Got this tumbler in 1972 at an auction sale of a company that did cromeing of nuts and bolts and other small stuff.
I really have no idea of how old it is and the label only has Murry left on it.
The rubber that covered the steel drive shafts cracked and broke off on the last tumbling I did a couple weeks ago. After doing a search on the net and not having any luck finding a parts sourse I dismantled the shafts. Measureing the dia I found they were 5/8" dia. and 14 inches between pillow blocks. 3/4" heater hose has a inside dia. of 5/8".
I bought 2' of the hose since I felt I would just do 6" at the ends of each shaft. For the bump stops at the pillow blocks I used a 1 1/8" hole saw and cut some biskets from a truck tire side wall and drilled the center hold out to 5/8". I soaped the shafts lightly so the bump stops slid on to the far end of the shaft then the hose. Applied some moisture and gorilla glued the bump stop to the hose and a drop to keep the hose in place. I repated the steps on the near end of the shaft.
Yesteday I placed 500 308 shell cases and 250 7mm08 cases in it with about 15 pounds of rice for the first run after the repair. It worked very nicely so far.
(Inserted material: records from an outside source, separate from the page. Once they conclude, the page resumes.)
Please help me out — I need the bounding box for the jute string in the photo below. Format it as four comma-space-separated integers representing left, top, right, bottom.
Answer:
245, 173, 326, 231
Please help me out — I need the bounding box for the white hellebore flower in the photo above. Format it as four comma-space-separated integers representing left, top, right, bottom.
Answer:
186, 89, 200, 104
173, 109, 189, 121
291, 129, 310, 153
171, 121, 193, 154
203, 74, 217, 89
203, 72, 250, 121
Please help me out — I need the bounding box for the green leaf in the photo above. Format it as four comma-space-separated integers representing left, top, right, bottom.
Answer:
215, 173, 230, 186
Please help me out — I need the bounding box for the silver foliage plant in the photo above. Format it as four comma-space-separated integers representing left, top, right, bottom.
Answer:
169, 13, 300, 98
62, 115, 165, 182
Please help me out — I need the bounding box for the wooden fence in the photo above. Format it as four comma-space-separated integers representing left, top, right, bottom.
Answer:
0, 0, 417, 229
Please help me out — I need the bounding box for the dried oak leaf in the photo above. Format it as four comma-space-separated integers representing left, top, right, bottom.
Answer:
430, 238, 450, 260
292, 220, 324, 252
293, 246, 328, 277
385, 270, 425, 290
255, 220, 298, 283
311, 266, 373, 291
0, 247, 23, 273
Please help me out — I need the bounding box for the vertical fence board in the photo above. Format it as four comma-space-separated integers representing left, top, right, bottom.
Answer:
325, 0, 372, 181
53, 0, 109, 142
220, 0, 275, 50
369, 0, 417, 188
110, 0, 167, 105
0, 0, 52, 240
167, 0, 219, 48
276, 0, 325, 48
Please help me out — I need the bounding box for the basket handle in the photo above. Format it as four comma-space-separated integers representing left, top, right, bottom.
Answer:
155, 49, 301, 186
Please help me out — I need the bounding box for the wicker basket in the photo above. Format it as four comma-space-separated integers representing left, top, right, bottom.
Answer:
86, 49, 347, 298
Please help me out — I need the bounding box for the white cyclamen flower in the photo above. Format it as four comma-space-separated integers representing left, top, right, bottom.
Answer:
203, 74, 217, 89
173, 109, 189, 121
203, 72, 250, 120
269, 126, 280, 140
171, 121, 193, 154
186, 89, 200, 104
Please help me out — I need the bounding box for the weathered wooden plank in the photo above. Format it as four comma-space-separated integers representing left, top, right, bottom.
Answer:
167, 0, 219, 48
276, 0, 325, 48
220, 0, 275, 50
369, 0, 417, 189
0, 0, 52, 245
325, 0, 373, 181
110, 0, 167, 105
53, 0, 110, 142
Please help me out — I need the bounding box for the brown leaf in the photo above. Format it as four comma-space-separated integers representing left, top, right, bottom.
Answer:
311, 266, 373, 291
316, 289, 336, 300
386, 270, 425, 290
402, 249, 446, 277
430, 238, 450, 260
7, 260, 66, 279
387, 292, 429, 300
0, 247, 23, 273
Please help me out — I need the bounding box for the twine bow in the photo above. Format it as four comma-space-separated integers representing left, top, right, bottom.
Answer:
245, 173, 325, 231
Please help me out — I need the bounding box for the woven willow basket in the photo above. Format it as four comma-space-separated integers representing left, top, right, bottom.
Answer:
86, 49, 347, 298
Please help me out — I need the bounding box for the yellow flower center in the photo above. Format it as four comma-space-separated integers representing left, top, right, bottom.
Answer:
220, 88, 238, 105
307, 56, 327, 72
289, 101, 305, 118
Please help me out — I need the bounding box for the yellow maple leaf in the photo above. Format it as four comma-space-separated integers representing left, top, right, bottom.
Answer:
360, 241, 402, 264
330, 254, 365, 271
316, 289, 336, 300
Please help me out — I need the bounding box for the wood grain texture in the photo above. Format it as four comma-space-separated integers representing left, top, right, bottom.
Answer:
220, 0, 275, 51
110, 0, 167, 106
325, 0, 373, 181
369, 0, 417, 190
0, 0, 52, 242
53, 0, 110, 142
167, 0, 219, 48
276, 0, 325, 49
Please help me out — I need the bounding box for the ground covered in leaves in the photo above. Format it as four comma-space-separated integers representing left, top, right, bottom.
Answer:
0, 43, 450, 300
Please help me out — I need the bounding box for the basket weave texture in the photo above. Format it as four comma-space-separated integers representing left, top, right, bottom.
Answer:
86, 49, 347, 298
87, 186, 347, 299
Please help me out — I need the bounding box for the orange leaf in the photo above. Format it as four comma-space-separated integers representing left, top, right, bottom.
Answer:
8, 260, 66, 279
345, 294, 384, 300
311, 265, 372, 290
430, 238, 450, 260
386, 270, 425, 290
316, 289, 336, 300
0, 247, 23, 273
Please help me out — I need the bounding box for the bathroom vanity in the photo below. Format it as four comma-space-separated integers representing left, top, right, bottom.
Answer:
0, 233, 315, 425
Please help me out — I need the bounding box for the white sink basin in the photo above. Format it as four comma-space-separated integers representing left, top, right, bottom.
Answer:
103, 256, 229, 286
Please excuse the messy loading bench I used it as a repair bench for this project. It is also my work station when wireing and installing foundation into frames.



















 Al


----------



## Elk Brass (Jan 9, 2009)

I see that you said that you used rice to tumble your brass. Will that work with real dirty brass to, or just fairly clean brass?


----------



## alleyyooper (Jul 6, 2007)

The brass in the picture was washed in dish soap and hot water then rinced and dryed.
I have had some real tarnished stuff, I washed it in vinegar first then tumbled it. It shined like new after a couple of hours.

See the thread tumbling with rice.

 Al


----------